We are constantly in touch with banks and are prepared to promptly take all necessary measures to support them. In particular, we have already introduced a number of regulatory relaxations, and will further monitor banks’ needs in mechanisms that would support their operation in the new conditions.
We have allowed banks not to revaluate their investment in securities, as well as foreign currency assets and liabilities for calculating capital adequacy ratios. This will help banks gradually adjust to the new environment.
We will not enforce the banks sanctioned by foreign states to comply with open currency position limits. We have implemented a number of measures allowing banks not to increase their provisions during the year.
As part of countercyclical macroprudential policy, we have released the accumulated buffers for all loan types, including foreign currency loans to companies and household loans. These measures are equivalent to an increase in banks’ capital by 900 billion rubles.
In such a situation, it is critical to support not only banks, but also their clients. As a result of the imposed sanctions, households and companies are also experiencing a deterioration of their financial position. In this regard, we recommend that banks should meet the needs of their clients approving loan restructuring without imposing any penalties and fines on such loans. This is essential for both retail and corporate loans. Furthermore, banks are allowed not to decrease their assessments of a borrower’s financial standing and debt servicing quality.
Following the key rate increase, payments on loans at floating rates grow as well. There are almost no such loans in the retail segment: absolutely no such loans in mortgage and a minimum number of them in consumer lending. I would like to emphasise that banks may not change conditions on the current loans issued at fixed interest rates. There are no floating rates in retail lending. However, banks have been actively increasing the portion of such loans in the corporate segment in recent years in order to limit their interest rate risk.
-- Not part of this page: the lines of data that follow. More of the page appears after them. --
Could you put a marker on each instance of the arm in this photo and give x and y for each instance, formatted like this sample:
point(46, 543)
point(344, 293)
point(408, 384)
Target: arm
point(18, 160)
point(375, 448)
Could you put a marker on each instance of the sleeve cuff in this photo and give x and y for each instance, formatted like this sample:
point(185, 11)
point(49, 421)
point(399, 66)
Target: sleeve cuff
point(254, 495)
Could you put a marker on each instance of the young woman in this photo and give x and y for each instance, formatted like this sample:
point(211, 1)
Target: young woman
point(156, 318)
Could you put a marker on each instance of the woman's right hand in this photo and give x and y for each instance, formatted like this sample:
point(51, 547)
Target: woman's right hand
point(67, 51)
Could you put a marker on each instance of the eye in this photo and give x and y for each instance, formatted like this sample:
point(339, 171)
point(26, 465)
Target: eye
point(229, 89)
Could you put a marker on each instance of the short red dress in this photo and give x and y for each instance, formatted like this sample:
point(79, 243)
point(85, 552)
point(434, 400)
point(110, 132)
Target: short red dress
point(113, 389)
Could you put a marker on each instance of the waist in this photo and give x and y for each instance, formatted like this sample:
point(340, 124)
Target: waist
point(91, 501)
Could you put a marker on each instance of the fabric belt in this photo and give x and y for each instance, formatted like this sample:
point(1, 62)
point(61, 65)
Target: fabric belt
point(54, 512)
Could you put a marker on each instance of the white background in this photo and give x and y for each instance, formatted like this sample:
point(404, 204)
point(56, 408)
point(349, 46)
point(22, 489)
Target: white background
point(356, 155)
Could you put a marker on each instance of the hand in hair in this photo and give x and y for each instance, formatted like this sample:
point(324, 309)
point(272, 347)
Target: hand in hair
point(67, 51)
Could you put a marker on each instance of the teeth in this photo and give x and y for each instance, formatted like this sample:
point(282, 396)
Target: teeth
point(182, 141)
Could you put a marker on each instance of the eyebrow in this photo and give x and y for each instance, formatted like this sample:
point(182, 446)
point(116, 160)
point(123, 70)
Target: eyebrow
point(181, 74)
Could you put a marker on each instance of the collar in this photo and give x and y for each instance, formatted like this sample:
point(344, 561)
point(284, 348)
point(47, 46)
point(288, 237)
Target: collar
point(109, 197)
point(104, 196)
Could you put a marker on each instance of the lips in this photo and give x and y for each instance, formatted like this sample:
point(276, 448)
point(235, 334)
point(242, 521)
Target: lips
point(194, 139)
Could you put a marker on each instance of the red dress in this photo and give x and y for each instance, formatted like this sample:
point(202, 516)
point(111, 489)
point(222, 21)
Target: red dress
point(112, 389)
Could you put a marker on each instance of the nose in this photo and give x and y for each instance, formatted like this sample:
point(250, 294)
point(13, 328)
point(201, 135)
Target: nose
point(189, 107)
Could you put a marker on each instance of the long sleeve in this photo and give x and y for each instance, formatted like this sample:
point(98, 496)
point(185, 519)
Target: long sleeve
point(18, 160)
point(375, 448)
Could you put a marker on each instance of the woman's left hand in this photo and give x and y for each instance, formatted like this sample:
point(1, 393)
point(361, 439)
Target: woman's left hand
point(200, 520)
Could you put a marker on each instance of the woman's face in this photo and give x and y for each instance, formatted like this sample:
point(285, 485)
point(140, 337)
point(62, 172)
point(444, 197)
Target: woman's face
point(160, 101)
Nonetheless, we assess the risk of a potential transformation of interest rate risk into credit risk as limited: generally, such loans are raised by large companies with high creditworthiness. If a borrower is facing hardships with a loan at a floating rate and the bank is ready to restructure such a loan, we are also prepared to grant regulatory easing for provisions.
In the current situation, it is crucial to maintain the potential for lending to both households and businesses. In crisis conditions, banks tend to shift towards conservative approaches and slow down lending. Therefore, we have already provided relaxations to banks by suspending the limit on the total cost of a consumer loan. Furthermore, the Bank of Russia will soon adjust the macroprudential buffers for unsecured and mortgage loans and will only leave the buffers for the riskiest loans, that is, loans with the highest total cost of credit, high payment-to-income ratios and, in mortgage, high loan-to-value ratios. As to all other loans, we are going to cancel the buffers in order to support the affordability of lending.
All banks are fulfilling and will continue to fulfil all obligations to their clients. All funds in clients’ accounts are preserved, and all transactions are available to clients.
We have granted regulatory easing to insurers and professional securities market participants. Moreover, we will consider other relaxations to guarantee the fulfilment of all obligations to their customers.
We have been developing the domestic financial infrastructure. It will continue to operate smoothly. Namely, we have the financial messaging system (FMS) that can replace SWIFT inside Russia and allows the connection of foreign participants. The National Payment Card System processes the entire traffic on payment cards inside Russia. International payment systems cards issued by the sanctioned banks will continue to operate inside Russia as normal.
The Bank of Russia will implement all necessary measures to maintain financial and price stability, support the Russian financial sector, and protect the welfare of citizens and the economy in general.